MCP enables autonomous transactions by implementing a server that wraps UCP endpoints and creates a self-describing interface. When a user requests an action (e.g., ‘Buy the latest Pixel Buds Pro 2 using my Google Pay’), the agent queries the MCP server to discover available tools, validates required parameters against the UCP schema, and executes the call using JSON-RPC 2.0 without requiring human intervention.

Why are traditional RESTful APIs insufficient for LLM operations?

Traditional RESTful APIs, while robust for deterministic front-end applications, lack the semantic density and discovery mechanisms required for Large Language Models to operate autonomously. They don’t provide the self-describing interfaces that allow AI models to dynamically discover capabilities and understand transaction schemas without hardcoded integrations.

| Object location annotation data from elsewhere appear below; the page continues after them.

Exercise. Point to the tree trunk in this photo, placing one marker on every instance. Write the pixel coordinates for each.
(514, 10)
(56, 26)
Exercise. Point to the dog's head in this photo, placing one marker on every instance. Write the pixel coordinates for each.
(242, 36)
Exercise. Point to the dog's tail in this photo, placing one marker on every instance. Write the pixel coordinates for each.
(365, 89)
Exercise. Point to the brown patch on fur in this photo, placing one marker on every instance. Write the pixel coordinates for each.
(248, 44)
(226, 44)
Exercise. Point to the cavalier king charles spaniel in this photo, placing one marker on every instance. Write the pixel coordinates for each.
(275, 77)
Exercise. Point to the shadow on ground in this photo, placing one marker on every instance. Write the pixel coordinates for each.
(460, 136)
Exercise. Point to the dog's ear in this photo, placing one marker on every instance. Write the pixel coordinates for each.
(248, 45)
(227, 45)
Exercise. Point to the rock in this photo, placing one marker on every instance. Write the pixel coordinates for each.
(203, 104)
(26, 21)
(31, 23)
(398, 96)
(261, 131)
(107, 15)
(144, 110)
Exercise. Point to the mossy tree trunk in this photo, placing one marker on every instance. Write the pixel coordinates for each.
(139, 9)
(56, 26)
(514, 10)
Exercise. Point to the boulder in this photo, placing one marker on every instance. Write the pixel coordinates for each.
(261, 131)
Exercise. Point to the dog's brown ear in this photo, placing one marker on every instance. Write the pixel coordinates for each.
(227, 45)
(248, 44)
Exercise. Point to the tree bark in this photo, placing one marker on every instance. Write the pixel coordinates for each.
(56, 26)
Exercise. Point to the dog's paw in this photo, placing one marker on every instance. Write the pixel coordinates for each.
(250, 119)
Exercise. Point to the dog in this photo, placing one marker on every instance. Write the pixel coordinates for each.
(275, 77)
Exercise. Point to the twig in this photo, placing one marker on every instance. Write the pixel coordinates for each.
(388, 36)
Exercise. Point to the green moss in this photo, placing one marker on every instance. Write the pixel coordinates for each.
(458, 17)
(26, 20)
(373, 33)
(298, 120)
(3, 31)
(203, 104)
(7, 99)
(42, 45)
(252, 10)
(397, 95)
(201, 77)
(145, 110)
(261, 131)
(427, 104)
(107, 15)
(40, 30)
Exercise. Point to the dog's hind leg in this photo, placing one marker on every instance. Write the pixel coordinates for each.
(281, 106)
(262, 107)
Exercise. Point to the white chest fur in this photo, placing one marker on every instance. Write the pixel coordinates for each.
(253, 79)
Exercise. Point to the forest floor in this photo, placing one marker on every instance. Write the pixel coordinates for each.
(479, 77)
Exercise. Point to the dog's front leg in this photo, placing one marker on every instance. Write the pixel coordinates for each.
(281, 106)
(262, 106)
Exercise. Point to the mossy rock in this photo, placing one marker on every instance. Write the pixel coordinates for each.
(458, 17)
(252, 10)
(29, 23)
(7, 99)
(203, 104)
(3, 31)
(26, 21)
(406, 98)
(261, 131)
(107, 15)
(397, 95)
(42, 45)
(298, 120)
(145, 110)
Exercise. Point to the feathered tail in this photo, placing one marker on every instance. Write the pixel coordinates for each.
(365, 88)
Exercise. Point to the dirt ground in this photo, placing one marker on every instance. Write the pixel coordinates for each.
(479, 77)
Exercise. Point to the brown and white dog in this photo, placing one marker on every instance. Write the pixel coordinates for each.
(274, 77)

What role does UCP play in the MCP architecture?

The Universal Commerce Protocol (UCP) provides the transactional schemas that are hosted by merchants. MCP serves as the transport layer within the UCP framework, connecting these schemas to AI models. In a UCP-enabled environment, merchants host servers that expose transactional capabilities, which MCP wraps to create discoverable, agent-friendly interfaces.

What is the difference between Resources and Tools in MCP?

Resources and Tools serve different purposes in MCP. While the content does not provide complete details, it indicates that understanding this distinction is critical for developers building UCP integrations, suggesting that they represent different types of capabilities or endpoints exposed through the MCP server.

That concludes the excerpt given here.